County spared worst of winter storm
Continued cold, high winds could bring power outages, however
Bruce Alsobrook | News-Telegram Editor

Jan. 15, 2007 - Hopkins County largely escaped the worst of the winter storm that left much of the state slip-sliding away Monday morning.

How the storm's remnants will affect school schedules Tuesday remains to be seen, however.

Sulphur Springs Police Lt. Rex Morgan, the city's emergency management coordinator, opened the Emergency Operations Center at 4 a.m. today, about the time that Texas Department of Transportation trucks were sanding bridges and overpasses. The city of Sulphur Springs Street Department also went on standby shortly after 4 a.m.

But while a few tree limbs were downed by the weight of icy branches and some intersections were a bit slick, for the most part the weather's impact was mild.

"We had a couple of accidents reported, mainly cars spinning out on Interstate 30," Morgan said. "There weren't any injuries."

Some short-term electrical power outages were reported. The first shut off power at the Hopkins County Sheriff's Office, where they learned one of two batteries needed to start up the diesel generator had failed. Emergency 911 calls were temporarily routed to the Sulphur Springs Police Department, and a new battery was installed to fix the problem.

The sheriff's office also fielded a few reports of cars running off of roads.

The precipitation essentially ended about 7:30 a.m The next chance for any wet stuff isn't expected before Wednesday, when there's a chance of a light dusting of snow.

The biggest concern now is how the roads will fair overnight, and whether or not windy conditions will cause more power outages.

"TXU had several crews out this morning, but they don't foresee any more problems unless the wind picks up," Morgan said.

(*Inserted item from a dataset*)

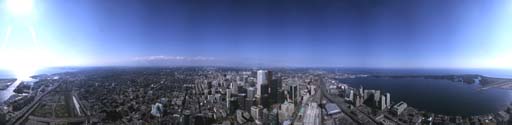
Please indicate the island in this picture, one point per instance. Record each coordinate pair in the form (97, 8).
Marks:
(5, 83)
(486, 82)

Once winds pick up above 15 miles per hour, he said, the higher the chances are of jostling tree branches snapping and falling under the added weight of the ice, taking down power lines with them.

Morgan also said after a statewide conference call with the Texas emergency operations center — the third in 36 hours — there were expectations that the sun would be peeking out from behind the clouds later in the day. Coupled with drier air coming in, that should help evaporate moisture on the roads.

But any wet stuff left behind after dark is certain to freeze — the overnight low is forecast at 24 degrees. School adminstrators won't decide whether to call off or delay classes until they review road conditions in the morning. They recommend tuning in to KSST radio (1230 AM) in the morning for announcements about the status of classes.